COMEDY OF ERRORS
Published online by Cambridge University Press: 29 August 2010
Summary
ACT I
Scene I.–A Hall in the Duke'sPalace.
Enter Duke, Ægeon, Gaoler, Officers, and other Attendants.
Ægeon. Proceed, Solinus, to procure my fall,
And, by the doom of death, end woes and all.

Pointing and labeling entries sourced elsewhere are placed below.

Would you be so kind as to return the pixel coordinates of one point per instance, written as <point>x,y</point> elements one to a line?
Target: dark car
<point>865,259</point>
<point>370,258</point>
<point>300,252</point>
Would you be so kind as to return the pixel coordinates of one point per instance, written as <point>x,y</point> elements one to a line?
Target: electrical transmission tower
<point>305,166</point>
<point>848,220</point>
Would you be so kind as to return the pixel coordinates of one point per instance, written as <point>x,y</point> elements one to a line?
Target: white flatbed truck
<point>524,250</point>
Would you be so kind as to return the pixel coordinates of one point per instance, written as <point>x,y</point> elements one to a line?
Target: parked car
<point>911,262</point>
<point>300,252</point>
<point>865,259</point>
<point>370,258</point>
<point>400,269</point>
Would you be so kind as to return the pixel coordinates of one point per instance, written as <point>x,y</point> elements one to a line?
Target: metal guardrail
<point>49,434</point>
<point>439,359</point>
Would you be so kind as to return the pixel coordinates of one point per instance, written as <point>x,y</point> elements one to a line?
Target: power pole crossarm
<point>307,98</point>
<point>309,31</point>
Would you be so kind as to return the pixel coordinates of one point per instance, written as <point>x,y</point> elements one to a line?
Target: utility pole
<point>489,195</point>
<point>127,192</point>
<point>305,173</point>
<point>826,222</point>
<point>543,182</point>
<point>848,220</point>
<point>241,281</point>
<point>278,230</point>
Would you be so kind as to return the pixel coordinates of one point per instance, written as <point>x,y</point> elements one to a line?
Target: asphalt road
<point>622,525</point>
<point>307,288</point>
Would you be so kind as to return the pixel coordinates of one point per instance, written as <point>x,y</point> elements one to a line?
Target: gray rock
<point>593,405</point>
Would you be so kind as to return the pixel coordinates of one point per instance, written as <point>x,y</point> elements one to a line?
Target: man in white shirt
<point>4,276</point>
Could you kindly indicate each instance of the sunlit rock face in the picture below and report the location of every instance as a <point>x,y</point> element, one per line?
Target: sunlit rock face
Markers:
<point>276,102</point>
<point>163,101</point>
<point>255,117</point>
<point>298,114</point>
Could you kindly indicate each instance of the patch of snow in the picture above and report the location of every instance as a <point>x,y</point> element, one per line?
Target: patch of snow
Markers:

Duke. Merchant of Syracusa, plead no more;
I am not partial to infringe our laws:
The enmity and discord, which of late
Sprung from the rancorous outrage of your duke
To merchants, our well dealing countrymen,–
Who, wanting gilders to redeem their lives,
Have seal'd his rig'rous statutes with their bloods,–
Excludes all pity from our threat'ning looks,
For, since the mortal and intestine jars
'Twixt thy seditious countrymen and us,
It hath in solemn synods been decreed,
Both by the Syracusans and ourselves,
To admit no traffick to our adverse towns:
Nay, more,
If any born at Ephesus, be seen
At any Syracusan marts and fairs;
Again, If any Syracusan born,
Come to the bay of Ephesus, he dies,
His goods confiscate to the duke's dispose;
Unless a thousand marks be levied,
To quit the penalty, and to ransome him.
Thy substance valued at the highest rate,
Cannot amount unto a hundred marks;
Therefore, by law thou art condemn'd to die.
Ægeon. Yet this my comfort; when your words are done,
My woes end likewise with the evening sun.
Duke. Well, Syracusan, say, in brief, the cause
Why thou departedst from thy native home;
And for what cause thou cam'st to Ephesus.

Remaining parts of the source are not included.